Representative Ed Osienski, a Newark Democrat and lead sponsor of both bills, said in a statement that he was “deeply disappointed” with Carney’s decision and would reconsider his options.

Osienski carved the legalization and industry-building proposals into two separate bills in late March after the House rejected broader legislation that sought to do both. This paved the way for the passage of the legalization bill, which did not include any tax provisions and therefore only required a simple majority.

The legalization bill cleared the Democratic-controlled Senate without Republican support. Sen. Bruce Ennis of Smyrna was the only Democrat to join GOP lawmakers in opposition. Two Democrats, including Chairman Pete Schwartzkopf, voted against the legalization bill in the House, along with 12 of 15 GOP representatives. Ennis and Schwartzkopf are both retired state troopers.

Proponents of a state-run marijuana industry argue that it would create jobs, increase state coffers and reduce the illegal black market.

Opponents argue that legalization and state-licensed cultivation and sales would lead to increased marijuana use among teens and young adults, expose business owners to liability, and lead to more deaths and injuries. on the roads. They also say that establishing a state-run market with a 15% tax on retail sales would do little to eliminate illegal sales.
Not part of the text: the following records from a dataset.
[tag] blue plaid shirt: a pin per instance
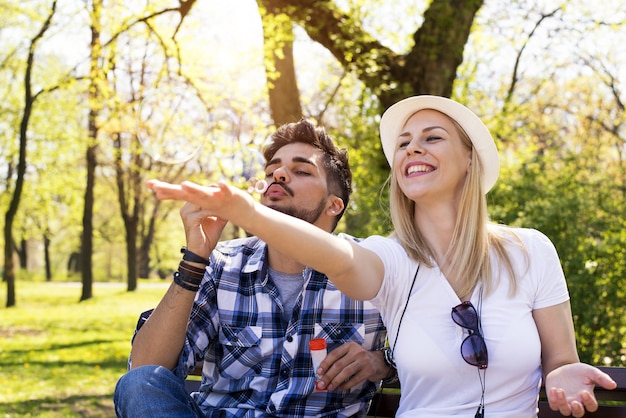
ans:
(254, 363)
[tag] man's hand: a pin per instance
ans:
(201, 230)
(570, 388)
(349, 365)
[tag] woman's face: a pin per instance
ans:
(431, 161)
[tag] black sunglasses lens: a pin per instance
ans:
(474, 351)
(465, 315)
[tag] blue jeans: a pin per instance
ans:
(153, 391)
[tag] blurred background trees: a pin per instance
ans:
(546, 76)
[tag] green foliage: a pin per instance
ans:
(550, 181)
(59, 357)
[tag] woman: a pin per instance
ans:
(476, 313)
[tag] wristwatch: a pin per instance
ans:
(388, 358)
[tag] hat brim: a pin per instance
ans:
(395, 117)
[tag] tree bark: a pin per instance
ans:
(86, 249)
(428, 68)
(29, 101)
(282, 85)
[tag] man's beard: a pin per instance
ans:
(309, 216)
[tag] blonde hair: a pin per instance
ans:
(473, 238)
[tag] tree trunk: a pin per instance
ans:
(284, 95)
(46, 256)
(29, 100)
(86, 249)
(428, 68)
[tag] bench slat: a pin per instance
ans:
(386, 401)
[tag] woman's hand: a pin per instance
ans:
(570, 388)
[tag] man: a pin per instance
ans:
(247, 312)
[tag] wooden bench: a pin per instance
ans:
(612, 402)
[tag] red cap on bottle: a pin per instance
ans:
(317, 344)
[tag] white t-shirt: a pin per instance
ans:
(435, 380)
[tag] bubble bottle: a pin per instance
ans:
(318, 353)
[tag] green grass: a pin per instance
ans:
(62, 358)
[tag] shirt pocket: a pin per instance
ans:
(338, 333)
(242, 351)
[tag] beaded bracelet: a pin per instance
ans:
(185, 284)
(190, 271)
(191, 256)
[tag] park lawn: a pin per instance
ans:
(62, 358)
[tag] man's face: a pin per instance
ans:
(297, 182)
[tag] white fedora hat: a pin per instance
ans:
(395, 117)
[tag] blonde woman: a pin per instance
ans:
(477, 314)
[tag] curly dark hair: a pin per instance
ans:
(335, 160)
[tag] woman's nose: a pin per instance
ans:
(414, 147)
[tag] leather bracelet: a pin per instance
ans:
(184, 284)
(389, 361)
(193, 257)
(191, 271)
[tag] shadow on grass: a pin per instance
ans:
(98, 406)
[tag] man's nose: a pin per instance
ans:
(280, 174)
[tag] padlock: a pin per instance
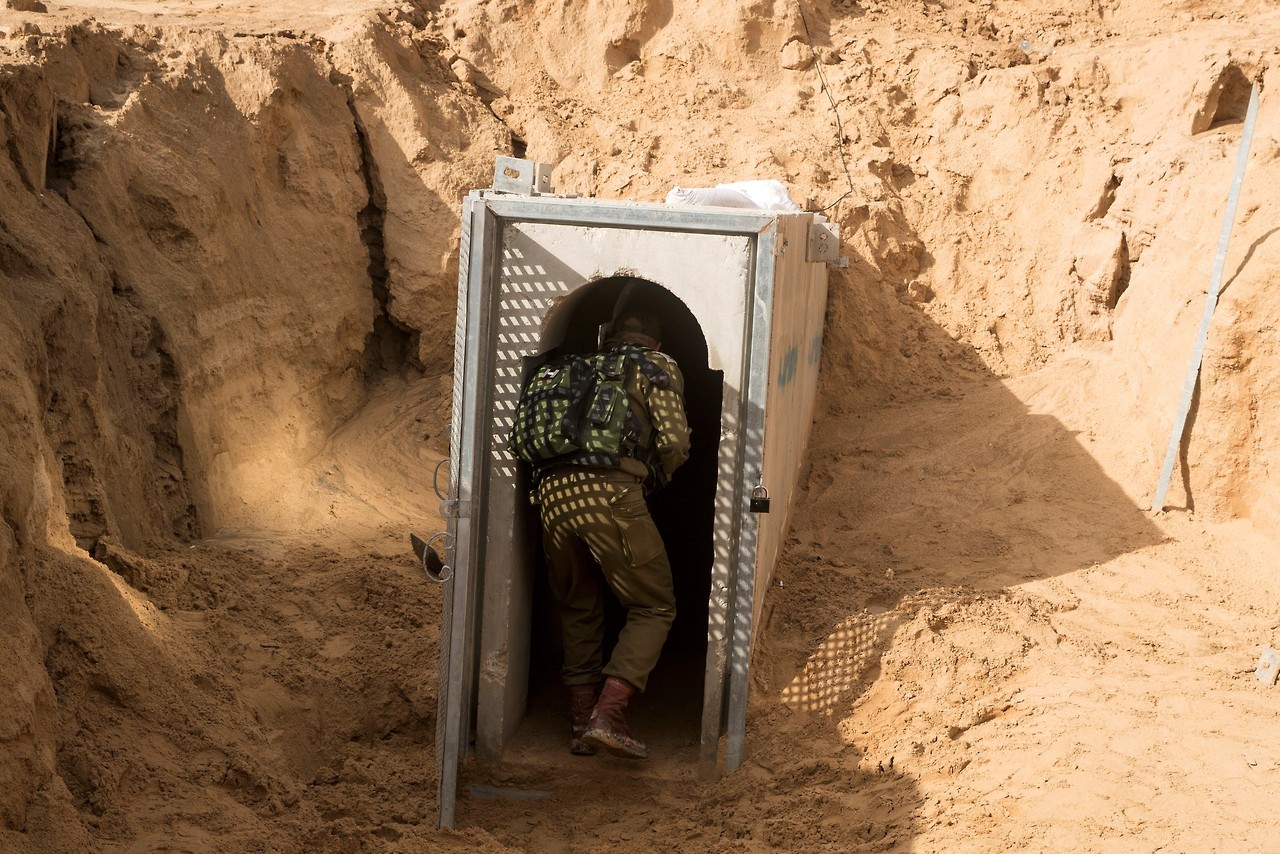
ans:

The Associated Press reported earlier this year that legalization had done little to discourage black market sales in California, and that some licensees were concurrently partaking in an attempt to make a profit. The California governor has now offered a temporary tax cut for the marijuana industry to help struggling businesses.

Currently, recreational marijuana use is legal in 18 states and the District of Columbia.